Turkey's new president Tayyip Erdoğan (front) attends a swearing in ceremony in parliament in Ankara on August 28, 2014.

(Istanbul) - A new government bill before the Turkish parliament would expand police search and court seizure and wiretap powers, reversing reforms approved in February, 2014. The bill, which parliament should reject, would introduce a new charge that could potentially be used against government critics and restrict lawyers’ right to access evidence against their clients at the investigation stage.

The bill was unexpectedly proposed by parliament members from the ruling Justice and Development Party (AKP) on October 14. After review by the the Justice Commission of the Parliament, it may be submitted to the General Assembly for a vote in the coming days.

“The government seems to be intent on reversing its own much-needed reforms to control the powers of search and wiretapping,” said Emma Sinclair-Webb, senior Turkey researcher at Human Rights Watch. “This new law risks a return to the abusive policing practices of the past.”

The proposed changes come after violent protests in Diyarbakır and other cities in the mainly Kurdish southeast in the first week of October that left 40 people dead. Senior government figures have spoken of the need to increase penalties against protesters who throw petrol bombs and resist police orders to disperse, and to increase police powers to use lethal force against protesters wielding petrol bombs. No new legal amendments have yet been proposed on these issues and the current bill is more focused on widening powers of criminal investigation and sanctions in the form of seizure of assets.

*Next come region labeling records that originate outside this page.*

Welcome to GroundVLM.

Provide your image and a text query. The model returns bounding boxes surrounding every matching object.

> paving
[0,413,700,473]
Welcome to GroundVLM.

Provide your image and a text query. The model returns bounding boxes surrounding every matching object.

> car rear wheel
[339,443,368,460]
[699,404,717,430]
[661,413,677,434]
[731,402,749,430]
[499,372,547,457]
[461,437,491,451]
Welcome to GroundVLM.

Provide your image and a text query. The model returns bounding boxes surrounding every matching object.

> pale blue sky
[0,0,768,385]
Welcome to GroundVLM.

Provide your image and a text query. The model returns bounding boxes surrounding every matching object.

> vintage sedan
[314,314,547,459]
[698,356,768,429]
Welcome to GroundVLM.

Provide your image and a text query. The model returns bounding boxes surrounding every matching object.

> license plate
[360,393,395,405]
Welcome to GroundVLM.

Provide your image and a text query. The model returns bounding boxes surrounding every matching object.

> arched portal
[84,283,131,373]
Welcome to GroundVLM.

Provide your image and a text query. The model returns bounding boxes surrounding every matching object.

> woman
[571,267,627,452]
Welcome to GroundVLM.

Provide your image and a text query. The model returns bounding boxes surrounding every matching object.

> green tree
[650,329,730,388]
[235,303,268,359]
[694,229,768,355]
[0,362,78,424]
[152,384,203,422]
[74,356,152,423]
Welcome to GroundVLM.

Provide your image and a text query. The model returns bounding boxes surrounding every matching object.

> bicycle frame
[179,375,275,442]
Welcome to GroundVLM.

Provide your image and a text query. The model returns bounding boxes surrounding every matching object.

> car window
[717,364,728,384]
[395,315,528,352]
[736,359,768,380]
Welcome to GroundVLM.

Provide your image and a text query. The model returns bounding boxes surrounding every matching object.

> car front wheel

There are five particularly problematic elements of the 35-article bill which amends elements of the Criminal Procedure Code (CMK) and Turkish Penal Code as well as other laws.

First, the bill would expand the power of police to carry out searches based on “reasonable suspicion.” It lowers the threshold for such searches and reverses a reform from February 2014 that allows courts to grant police powers to search people and property only when there is “a strong suspicion based on concrete evidence.” The February reform was introduced to address long-standing concerns about arbitrary and discriminatory use of such powers by Turkish police.

Second, the new bill would extend courts’ powers to seize assets by extending the range of crimes for which seizure orders can be applied at criminal investigation stage or during trials, including attempting to overthrow the constitutional order. This charge has been applied to individuals and groups against whom there is scant evidence of involvement in activities that could reasonably be judged as an attempted coup.

The most recent example is the prosecution of 35 people linked to the Beşiktaş Football Club’s Çarşı fan group. They will stand trial in December on charges of attempting to overthrow the government for taking part in the Gezi protests in the summer of 2013 over government plans for development on a park site. The proposal could potentially allow for confiscating the Çarşı defendants’ assets and property during their trial.

The measure could also permit the courts to confiscate the assets and property of individuals and companies with alleged links to the Fethullah Gülen movement, the former allies whom President Recep Tayyip Erdoğan has repeatedly accused of attempting a coup against the government.

Third, the new bill would extend the range of crimes for which the courts could authorize wiretaps to investigations for a raft of new offenses, including a variety of crimes against state security and against the constitutional order. The wiretap power would also be extended to a new category of judges created by the government in July called criminal judges of the peace. These judges already can make decisions about key steps – including arrest, bail, seizure and unfreezing of assets, and search warrants – during criminal investigations.

Fourth, the bill would restrict lawyers’ access to evidence against their clients in the case file at the investigation stage. It would reverse a February reform, reintroducing the restriction that such evidence can be withheld “in cases in which the prosecutor deems that the investigation may be imperiled.” In a January 2012 report about Turkey’s justice system, the Council of Europe’s human rights commissioner raised concerns about such a measure, citing examples of suspects in pretrial detention who were unable to challenge the lawfulness of their detention at investigation stage because they could not get information about the evidence on which they were being held.

Fifth, the bill would create a new criminal offense of “making threats” against public officials that could be used to prosecute people who criticize the government. The bill also criminalizes threats made by public officials. Both offenses carry sentences of two to five years in prison, and with the potential for pretrial detention. Courts frequently convict people for the crime of “insult” and, if used loosely, the crime of “threatening” a public official could potentially become another means to prosecute dissenting voices.

Over the past year, faced with widespread public protest and a corruption scandal implicating government ministers, the Turkish government has adopted a series of problematic laws that curb judicial independence, weaken the rule of law, increase internet censorship, and reduce accountability over the security services.

“Extending the scope for searches, seizure of assets, and wiretaps raises alarm bells that the government is preparing for a new clampdown on political opponents,” Sinclair-Webb said. “The bill is another indication that Turkey is prepared to roll back human rights and perpetuate the abusive pattern of policing we have seen in the past.”